Jakby nóż wpadł Vimesowi do głowy. Zsunął się wzdłuż tchawicy, przebił serce, rozpruł żołądek i zniknął. Tam, gdzie była wściekłość, pozostał chłód.
— Przykro mi, komendancie — rzekł cicho Nieśmialsson. — To prawda. Nie sądzę, żeby Gunder Staloskórka interesował się polityką, rozumie pan. Zaczął pracować w kopalni, ponieważ chciał się poczuć jak prawdziwy krasnolud i przez kilka dni popracować łopatą.
— Zostawili go w błocie — powiedział Staloskórka głosem dziwnie wypranym z emocji. — Udzielimy każdej pomocy, jakiej pan potrzebuje. Każdej. Ale kiedy pan ich znajdzie, niech pan zabije wszystkich.
Vimes nie wiedział, co mógłby powiedzieć prócz:
— Złapiemy ich.
Nie powiedział: Zabić ich? Nie. Nie, jeśli się poddadzą, jeśli nie przyjdą do mnie uzbrojeni. Wiem, dokąd to prowadzi.
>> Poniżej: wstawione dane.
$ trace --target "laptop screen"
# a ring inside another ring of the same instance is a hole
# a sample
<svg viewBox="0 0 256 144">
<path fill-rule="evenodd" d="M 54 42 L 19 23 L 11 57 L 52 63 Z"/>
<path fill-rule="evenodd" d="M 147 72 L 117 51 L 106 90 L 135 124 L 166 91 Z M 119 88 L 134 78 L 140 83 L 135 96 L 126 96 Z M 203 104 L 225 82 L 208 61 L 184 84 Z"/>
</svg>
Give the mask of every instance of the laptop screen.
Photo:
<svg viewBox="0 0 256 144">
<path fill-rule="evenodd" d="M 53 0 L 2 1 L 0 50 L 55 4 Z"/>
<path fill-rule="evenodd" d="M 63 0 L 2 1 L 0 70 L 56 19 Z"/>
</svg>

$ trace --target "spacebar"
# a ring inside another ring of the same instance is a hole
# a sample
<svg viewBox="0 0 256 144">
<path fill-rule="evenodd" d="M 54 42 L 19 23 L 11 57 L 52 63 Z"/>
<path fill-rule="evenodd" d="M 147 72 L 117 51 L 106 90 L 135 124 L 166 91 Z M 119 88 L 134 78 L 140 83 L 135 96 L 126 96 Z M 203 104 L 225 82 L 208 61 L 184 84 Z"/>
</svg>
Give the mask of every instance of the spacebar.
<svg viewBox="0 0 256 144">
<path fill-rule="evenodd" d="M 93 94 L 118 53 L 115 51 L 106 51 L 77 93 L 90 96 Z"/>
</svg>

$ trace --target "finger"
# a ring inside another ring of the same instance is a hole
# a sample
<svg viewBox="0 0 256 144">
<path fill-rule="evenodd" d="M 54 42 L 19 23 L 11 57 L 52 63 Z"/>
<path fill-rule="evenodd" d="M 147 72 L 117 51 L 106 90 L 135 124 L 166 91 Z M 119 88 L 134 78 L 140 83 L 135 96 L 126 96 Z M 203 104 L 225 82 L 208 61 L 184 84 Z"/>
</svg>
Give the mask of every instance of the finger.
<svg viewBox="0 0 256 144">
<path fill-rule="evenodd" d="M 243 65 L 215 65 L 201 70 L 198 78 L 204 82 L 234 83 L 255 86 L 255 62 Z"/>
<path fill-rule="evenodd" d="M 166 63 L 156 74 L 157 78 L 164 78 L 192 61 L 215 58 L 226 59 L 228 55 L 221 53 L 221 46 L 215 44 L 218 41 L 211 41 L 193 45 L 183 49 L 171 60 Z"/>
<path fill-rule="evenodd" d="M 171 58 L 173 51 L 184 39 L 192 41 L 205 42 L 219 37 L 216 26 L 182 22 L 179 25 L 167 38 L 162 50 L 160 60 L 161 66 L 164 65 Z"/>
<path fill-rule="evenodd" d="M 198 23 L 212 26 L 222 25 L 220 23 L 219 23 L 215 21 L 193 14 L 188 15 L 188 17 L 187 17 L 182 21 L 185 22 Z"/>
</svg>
— W takim razie odejdziemy i pozwolimy panu spokojnie pracować — oświadczył Wręcemocny. — Grag Nieśmialsson istotnie jest nam znany. Może trochę zbyt nowoczesny. Trochę za młody. Nie taki grag, do jakich byliśmy przyzwyczajeni, ale… Tak, możemy za niego ręczyć. Dobrej nocy, komendancie.
Wychodzili kolejno, a Vimes wpatrywał się w blat biurka. Kiedy uniósł głowę, grag nadal stał przed nim z cierpliwym uśmiechem na twarzy.
— Nie wygląda pan na graga. Wygląda pan jak zwyczajny krasnolud — uznał Vimes. — Czemu nigdy o panu nie słyszałem?
— Bo jest pan policjantem, może? — podpowiedział łagodnie Nieśmialsson.